Taking steps to gain more share in a challenging market, the United States Postal Service recently announced that it has asked the Postal Regulatory Commission (PRC) to reclassify Commercial First-Class Mail Parcels as a competitive product.
USPS officials said that this is a formal request to move Commercial First-Class Mail Parcels from the market-dominant product list and add “Lightweight Commercial Parcels” to the competitive product list.
This filing is akin to one made by the USPS last August, when it petitioned the PRC to move its Standard Mail parcels from its market-dominant product list to its competitive products list. This measure would have enabled fulfillment parcels to become a lightweight subcategory of Parcel Select, a package delivery service geared towards large shippers. It was part of the USPS’s exigent price case to raise rates filed on July 6, which the PRC rejected in late September on the grounds that the USPS “failed to justify rate increases in excess of its statutory CPI (consumer price index) price cap.”
If the PRC signs off on the USPS proposal, effective April 17 qualifying customers will receive Commercial Base Pricing for parcels weighing 13 ounces or less and can receive Commercial Plus Pricing for parcels weighing less than one pound. Commercial Base and Commercial Plus offerings are specifically geared towards shippers.
“This product serves a highly competitive marketplace, with many participants offering similar products,” said Gary Reblin, vice president, Domestic Products, in a statement. “By moving to a competitive product classification, we have greater flexibility to make this offering more attractive to commercial shippers.”
Commercial First-Class Mail Parcels are a competitive product from the point of view that it is part of the parcel business and because these parcels weigh less than one pound does not mean it should stay on the monopoly—or market dominant—side, according to Satish Jindel, president of SJ Consulting.
And making it a competitive product would allow the USPS to focus on what it does best and assist them in coming up with pricing for customers who tender small parcels to them in the USPS network in which they are most efficient in, said Jindel.
“It may be considered a competitive product, but it mainly will be a complimentary product for UPS and FedEx….allowing them to handle long-haul shipments from Los Angeles to Boston, for example, and then leverage the USPS to move shipments from Boston to surrounding areas in the Massachusetts area,” said Jindel.
According to SJ Consulting Data, USPS First Class Mail Parcels represented 574.6 million shipments in 2010, with $1.134 billion in revenue.
Doug Caldwell, president of ParcelResearch, said that moving First Class Parcels to the Competitive category “makes perfect sense,” because First Class parcels are widely used by the shipping community, as 1-13 oz packages (typically merchandise, blank checks, CD’s & DVD’s etc) with an extremely attractive price point are an extremely popular offering—with the USPS moving more than 2 million pieces per day.
Despite whatever verdict the PRC hands down on this proposal, Jerry Hempstead, principal of Hempstead Consulting, pointed out that for parcels weighing less than one pound, the USPS is a monopoly, explaining that the minimum charge for UPS and FedEx for the closest similar offerings are the Zone 2, 1 pound rate, as neither UPS or FedEx bills in ounces.
“Because parcels under a pound (standard parcels as compared to parcels over a pound which is express mail, priority mail and parcel post) are currently part of the ‘monopoly’ or ‘market dominant’ products, the USPS is restrained on how it prices those parcels and the rules of engagement in the preparation, tender, and discounting of that service type,” said Hempstead. “Market Dominant products have a CPI cap on how much rates can increase in a class.

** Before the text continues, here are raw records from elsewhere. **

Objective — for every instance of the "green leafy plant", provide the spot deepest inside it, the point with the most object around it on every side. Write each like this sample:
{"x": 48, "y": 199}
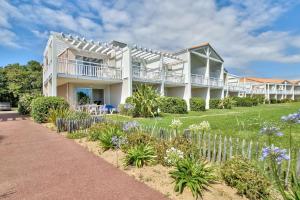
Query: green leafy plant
{"x": 24, "y": 104}
{"x": 246, "y": 178}
{"x": 195, "y": 175}
{"x": 40, "y": 107}
{"x": 55, "y": 113}
{"x": 76, "y": 135}
{"x": 197, "y": 104}
{"x": 145, "y": 101}
{"x": 140, "y": 155}
{"x": 107, "y": 135}
{"x": 96, "y": 130}
{"x": 174, "y": 105}
{"x": 294, "y": 192}
{"x": 214, "y": 103}
{"x": 138, "y": 138}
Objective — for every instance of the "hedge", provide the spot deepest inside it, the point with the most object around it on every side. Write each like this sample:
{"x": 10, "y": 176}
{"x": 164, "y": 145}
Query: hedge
{"x": 197, "y": 104}
{"x": 174, "y": 105}
{"x": 214, "y": 103}
{"x": 245, "y": 101}
{"x": 24, "y": 104}
{"x": 41, "y": 105}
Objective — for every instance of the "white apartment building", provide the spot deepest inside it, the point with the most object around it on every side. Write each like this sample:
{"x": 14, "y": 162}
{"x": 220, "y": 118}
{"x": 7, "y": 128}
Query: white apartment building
{"x": 108, "y": 73}
{"x": 270, "y": 88}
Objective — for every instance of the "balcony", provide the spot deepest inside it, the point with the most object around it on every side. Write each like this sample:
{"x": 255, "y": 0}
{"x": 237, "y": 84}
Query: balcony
{"x": 174, "y": 78}
{"x": 200, "y": 80}
{"x": 86, "y": 69}
{"x": 146, "y": 75}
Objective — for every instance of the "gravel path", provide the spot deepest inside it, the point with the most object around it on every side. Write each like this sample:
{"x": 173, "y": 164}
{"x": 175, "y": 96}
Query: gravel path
{"x": 36, "y": 163}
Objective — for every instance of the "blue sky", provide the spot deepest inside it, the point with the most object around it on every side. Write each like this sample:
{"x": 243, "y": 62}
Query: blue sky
{"x": 254, "y": 37}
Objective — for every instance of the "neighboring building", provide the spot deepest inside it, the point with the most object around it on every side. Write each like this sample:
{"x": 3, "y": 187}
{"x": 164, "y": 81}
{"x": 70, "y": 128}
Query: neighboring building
{"x": 271, "y": 88}
{"x": 108, "y": 73}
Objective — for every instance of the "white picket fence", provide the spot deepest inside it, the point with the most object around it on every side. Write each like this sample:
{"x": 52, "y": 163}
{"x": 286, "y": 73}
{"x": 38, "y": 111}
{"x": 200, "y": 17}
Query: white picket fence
{"x": 217, "y": 149}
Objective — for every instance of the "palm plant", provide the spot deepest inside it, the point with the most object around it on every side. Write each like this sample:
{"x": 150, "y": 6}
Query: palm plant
{"x": 195, "y": 175}
{"x": 54, "y": 114}
{"x": 140, "y": 155}
{"x": 145, "y": 101}
{"x": 106, "y": 141}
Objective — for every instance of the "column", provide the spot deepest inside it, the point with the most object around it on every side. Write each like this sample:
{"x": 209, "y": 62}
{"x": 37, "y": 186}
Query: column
{"x": 188, "y": 86}
{"x": 163, "y": 76}
{"x": 126, "y": 74}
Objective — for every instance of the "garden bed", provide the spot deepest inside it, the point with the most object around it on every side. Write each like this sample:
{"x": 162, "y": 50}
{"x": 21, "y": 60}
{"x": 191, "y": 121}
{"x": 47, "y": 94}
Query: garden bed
{"x": 157, "y": 177}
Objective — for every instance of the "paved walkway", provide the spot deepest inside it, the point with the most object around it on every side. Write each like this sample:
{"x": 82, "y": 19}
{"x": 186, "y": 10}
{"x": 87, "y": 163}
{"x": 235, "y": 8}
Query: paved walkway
{"x": 36, "y": 163}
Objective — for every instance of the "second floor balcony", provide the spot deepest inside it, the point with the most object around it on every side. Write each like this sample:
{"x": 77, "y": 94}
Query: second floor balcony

Now because these parcels are in with other types of mail currently like flats the USPS is taking the rates up considerably on standard parcels that have workshare discounts although the ‘class’ is only going up by the cap. Unfortunately, for many large shippers they will see rates increase as much as 34 percent starting April 17.”
The USPS announced earlier this month it lost $329 million in the fiscal first quarter, following an $8.5 billion loss in fiscal year 2010.